運用において「損切り」は、必要だと理解していても、実際の場面では強い抵抗を感じやすい行動です。頭では納得していても、いざ実行しようとすると、手が止まってしまう。多くの方が、同じ経験をしているのではないでしょうか。損切りを行うと、多くの場合「後悔」というマイナスの感情が生まれます。その感情が積み重なることで、自信を失いそうになったり、取引そのものが怖くなってしまうこともあります。場合によっては、精神的な負担が大きくなってしまうこともあるでしょう。私自身も、過去にこの点で深く悩んだ経験があります。
損切りに心が抵抗する理由
では、なぜ損切りに対して、ここまで心が抵抗するのでしょうか。その背景には、人間が本来持っている心理的な特性があります。その代表的なものが、「損失回避性」と呼ばれるバイアスです。人は、利益を得たときの喜びよりも、損失を被ったときの痛みを、はるかに強く感じる傾向があります。一般的には、損失の痛みは利益の喜びの2倍以上に感じられるとも言われています。たとえば、1万円を得たときの喜びと、1万円を失ったときの痛みは、感覚的にはまったく同じではありません。このような特性があるため、損切りは単なる売買判断ではなく、感情を大きく揺さぶる行為になってしまいます。
感情と正面から向き合わない
私のもとには、「この不安や後悔とどう向き合えばよいのか」「恐怖心をどう処理すればいいのか」といった相談がよく寄せられます。しかし、運用において本当に大切なのは、マイナスの感情とわざわざ正面から向き合うことは必要ないと考えています。運用結果に対して、自分を責めたり、自己否定をする必要はありません。むしろ、そのような感情が生まれてしまうのは、人間として自然なことだと理解する方が健全です。

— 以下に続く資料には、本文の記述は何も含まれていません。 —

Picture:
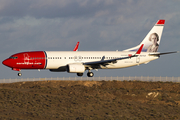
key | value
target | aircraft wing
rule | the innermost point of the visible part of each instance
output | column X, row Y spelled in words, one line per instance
column 106, row 62
column 158, row 54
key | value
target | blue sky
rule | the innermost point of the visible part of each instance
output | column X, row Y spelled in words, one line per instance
column 98, row 25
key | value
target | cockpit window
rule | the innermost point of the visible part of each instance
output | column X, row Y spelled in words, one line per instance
column 13, row 57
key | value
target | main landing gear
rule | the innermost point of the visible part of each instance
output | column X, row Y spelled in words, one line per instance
column 89, row 74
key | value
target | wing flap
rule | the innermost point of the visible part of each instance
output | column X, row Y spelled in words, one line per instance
column 106, row 62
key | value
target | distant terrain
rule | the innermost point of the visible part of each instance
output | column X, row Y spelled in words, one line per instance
column 89, row 100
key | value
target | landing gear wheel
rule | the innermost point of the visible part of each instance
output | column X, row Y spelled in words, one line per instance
column 79, row 74
column 90, row 74
column 19, row 74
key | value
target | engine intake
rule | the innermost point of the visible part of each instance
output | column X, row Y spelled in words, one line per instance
column 75, row 68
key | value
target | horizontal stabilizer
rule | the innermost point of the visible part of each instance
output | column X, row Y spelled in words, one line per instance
column 158, row 54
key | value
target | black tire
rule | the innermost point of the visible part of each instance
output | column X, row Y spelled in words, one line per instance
column 90, row 74
column 79, row 74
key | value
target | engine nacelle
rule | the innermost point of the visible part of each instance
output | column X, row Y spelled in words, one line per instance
column 75, row 68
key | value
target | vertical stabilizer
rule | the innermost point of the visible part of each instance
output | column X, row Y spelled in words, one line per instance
column 152, row 40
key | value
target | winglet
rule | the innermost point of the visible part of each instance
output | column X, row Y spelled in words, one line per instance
column 76, row 47
column 140, row 49
column 160, row 22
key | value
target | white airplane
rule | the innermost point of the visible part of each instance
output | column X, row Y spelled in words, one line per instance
column 80, row 61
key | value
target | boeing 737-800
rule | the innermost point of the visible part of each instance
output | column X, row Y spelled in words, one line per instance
column 80, row 61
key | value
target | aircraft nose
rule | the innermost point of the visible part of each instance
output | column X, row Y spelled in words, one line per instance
column 6, row 62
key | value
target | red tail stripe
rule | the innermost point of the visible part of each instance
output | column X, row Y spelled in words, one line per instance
column 160, row 22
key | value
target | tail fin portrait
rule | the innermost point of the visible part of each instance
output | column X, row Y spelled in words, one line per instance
column 152, row 40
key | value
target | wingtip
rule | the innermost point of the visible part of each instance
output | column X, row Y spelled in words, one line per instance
column 160, row 22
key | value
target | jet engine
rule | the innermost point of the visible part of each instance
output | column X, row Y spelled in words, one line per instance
column 75, row 68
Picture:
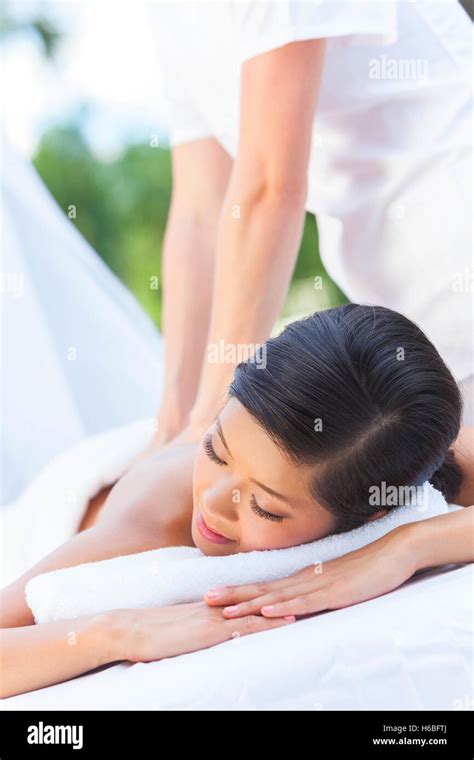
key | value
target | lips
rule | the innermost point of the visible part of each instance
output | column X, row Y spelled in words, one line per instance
column 208, row 533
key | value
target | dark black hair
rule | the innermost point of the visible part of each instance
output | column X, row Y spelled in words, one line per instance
column 361, row 393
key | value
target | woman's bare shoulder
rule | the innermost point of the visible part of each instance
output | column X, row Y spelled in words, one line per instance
column 157, row 491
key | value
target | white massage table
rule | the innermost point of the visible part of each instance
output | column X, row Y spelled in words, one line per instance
column 410, row 649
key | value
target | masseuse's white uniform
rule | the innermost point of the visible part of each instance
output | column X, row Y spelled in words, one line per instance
column 390, row 168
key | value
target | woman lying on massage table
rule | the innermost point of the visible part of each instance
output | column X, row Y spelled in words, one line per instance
column 341, row 402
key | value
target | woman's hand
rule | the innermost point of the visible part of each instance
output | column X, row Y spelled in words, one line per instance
column 143, row 635
column 363, row 574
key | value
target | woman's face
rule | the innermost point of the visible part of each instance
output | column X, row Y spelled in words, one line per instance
column 247, row 495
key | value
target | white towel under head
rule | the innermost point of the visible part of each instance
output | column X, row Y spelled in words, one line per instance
column 176, row 575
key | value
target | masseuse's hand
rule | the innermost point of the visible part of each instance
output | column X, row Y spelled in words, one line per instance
column 363, row 574
column 143, row 635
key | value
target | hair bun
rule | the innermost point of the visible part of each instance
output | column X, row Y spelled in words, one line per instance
column 448, row 478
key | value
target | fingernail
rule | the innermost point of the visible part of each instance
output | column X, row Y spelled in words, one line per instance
column 213, row 593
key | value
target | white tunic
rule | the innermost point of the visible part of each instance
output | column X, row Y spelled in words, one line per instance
column 389, row 175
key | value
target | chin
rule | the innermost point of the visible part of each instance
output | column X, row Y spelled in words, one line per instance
column 208, row 548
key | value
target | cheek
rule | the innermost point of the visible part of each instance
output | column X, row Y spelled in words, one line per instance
column 202, row 472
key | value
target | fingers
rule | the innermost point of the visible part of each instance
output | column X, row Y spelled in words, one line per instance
column 273, row 605
column 235, row 594
column 255, row 623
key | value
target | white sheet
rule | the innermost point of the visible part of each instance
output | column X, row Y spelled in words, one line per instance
column 410, row 649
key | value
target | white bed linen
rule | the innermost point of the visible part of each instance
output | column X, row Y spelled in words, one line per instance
column 410, row 649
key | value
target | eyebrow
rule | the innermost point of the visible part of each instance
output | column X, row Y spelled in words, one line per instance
column 269, row 490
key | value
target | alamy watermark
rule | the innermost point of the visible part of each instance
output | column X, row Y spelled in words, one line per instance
column 384, row 495
column 234, row 353
column 414, row 69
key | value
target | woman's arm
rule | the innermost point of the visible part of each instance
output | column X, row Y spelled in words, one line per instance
column 41, row 655
column 443, row 540
column 201, row 171
column 464, row 456
column 264, row 209
column 373, row 570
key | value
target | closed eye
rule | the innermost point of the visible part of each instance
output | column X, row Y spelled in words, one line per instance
column 209, row 449
column 262, row 512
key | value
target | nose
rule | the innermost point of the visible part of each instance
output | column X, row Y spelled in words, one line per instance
column 220, row 502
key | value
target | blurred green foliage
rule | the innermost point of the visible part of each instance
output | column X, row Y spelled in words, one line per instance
column 121, row 209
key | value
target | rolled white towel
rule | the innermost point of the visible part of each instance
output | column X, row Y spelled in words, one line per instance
column 176, row 575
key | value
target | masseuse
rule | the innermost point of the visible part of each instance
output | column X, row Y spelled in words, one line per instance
column 356, row 111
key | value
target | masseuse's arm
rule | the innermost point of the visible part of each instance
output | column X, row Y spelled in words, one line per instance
column 201, row 171
column 263, row 214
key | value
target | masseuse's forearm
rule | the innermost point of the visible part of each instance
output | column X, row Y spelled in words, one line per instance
column 36, row 656
column 258, row 241
column 444, row 539
column 187, row 270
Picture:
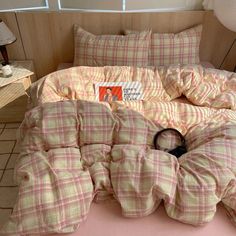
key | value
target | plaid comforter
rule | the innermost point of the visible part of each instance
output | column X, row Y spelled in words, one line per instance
column 77, row 151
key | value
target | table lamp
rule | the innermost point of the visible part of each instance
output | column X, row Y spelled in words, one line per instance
column 6, row 37
column 225, row 11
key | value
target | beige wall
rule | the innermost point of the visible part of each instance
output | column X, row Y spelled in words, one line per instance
column 164, row 4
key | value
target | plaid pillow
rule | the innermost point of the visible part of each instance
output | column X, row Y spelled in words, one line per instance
column 111, row 50
column 168, row 48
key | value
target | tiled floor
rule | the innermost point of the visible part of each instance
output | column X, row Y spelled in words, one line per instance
column 8, row 154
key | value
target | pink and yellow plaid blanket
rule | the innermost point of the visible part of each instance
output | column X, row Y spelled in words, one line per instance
column 75, row 150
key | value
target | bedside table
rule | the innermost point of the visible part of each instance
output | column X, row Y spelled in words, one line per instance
column 23, row 76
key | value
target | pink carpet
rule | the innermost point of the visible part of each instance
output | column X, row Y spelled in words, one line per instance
column 105, row 220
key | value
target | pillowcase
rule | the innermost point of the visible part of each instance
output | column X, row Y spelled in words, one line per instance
column 110, row 50
column 168, row 48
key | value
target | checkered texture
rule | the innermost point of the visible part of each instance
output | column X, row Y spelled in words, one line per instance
column 168, row 48
column 113, row 50
column 75, row 151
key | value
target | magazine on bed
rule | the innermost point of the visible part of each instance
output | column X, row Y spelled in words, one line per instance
column 118, row 91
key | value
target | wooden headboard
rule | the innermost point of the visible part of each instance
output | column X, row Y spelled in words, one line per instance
column 47, row 37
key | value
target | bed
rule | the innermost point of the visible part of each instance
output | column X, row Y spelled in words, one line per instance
column 76, row 150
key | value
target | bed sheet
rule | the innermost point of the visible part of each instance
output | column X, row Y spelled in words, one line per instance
column 215, row 104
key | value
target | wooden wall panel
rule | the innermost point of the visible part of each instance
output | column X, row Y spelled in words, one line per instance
column 16, row 49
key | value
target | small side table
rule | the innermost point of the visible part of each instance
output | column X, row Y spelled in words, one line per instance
column 23, row 74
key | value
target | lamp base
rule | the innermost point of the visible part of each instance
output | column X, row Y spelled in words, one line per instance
column 3, row 51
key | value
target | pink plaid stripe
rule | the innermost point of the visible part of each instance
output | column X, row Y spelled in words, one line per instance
column 113, row 50
column 168, row 48
column 100, row 152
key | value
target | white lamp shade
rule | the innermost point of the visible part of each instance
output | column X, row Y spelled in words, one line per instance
column 225, row 11
column 6, row 36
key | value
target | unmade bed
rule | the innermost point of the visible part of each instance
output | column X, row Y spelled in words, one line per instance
column 91, row 168
column 75, row 150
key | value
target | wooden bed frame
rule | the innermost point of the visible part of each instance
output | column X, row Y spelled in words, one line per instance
column 47, row 37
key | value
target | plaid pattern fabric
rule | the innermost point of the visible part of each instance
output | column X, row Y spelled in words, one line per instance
column 103, row 50
column 101, row 151
column 168, row 48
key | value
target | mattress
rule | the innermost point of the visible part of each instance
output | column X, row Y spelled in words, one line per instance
column 105, row 219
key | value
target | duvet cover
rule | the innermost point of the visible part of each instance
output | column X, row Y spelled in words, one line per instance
column 75, row 150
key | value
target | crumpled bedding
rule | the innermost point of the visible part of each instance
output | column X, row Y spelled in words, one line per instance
column 75, row 150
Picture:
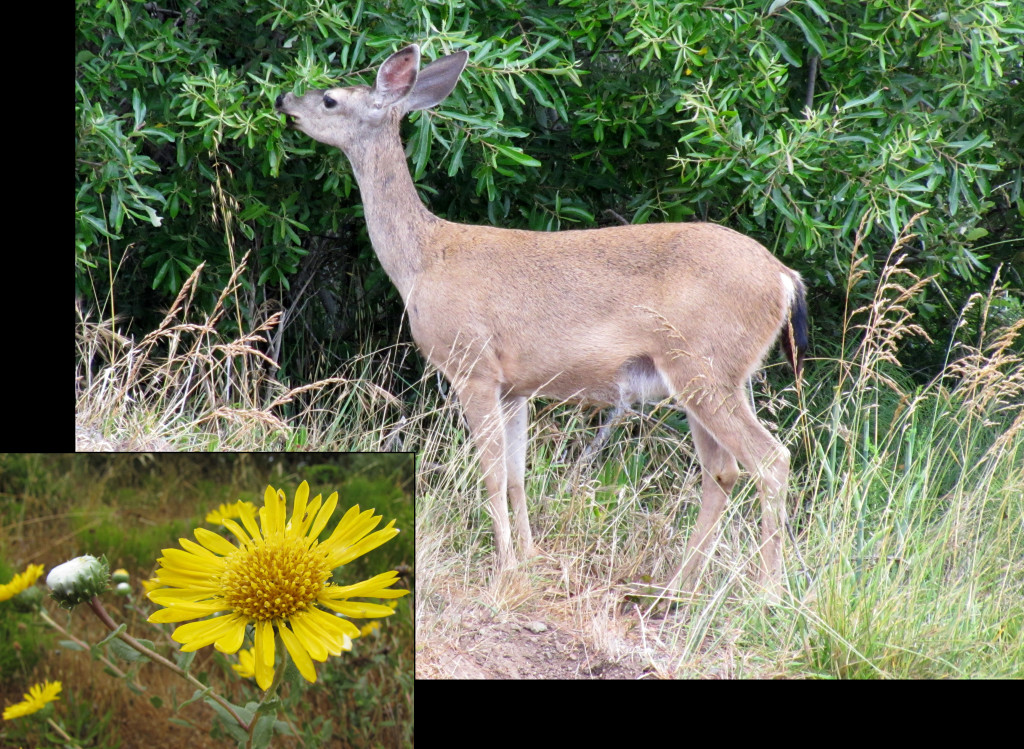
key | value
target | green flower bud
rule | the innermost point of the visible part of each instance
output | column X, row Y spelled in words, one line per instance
column 79, row 580
column 120, row 576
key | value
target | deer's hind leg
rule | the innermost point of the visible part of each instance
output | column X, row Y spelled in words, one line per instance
column 728, row 425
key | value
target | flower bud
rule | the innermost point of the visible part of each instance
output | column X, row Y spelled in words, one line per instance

だからこそ意識したいのは、感情を無理にコントロールしようとすることではなく、マイナスの感情を生み出すエネルギーそのものを、できるだけ小さくする考え方です。損切りを感情の問題として捉えるのではなく、構造や仕組みの問題として捉える。その視点を持つことが、長く運用を続けていくうえで、自分自身を守ることにつながると考えています。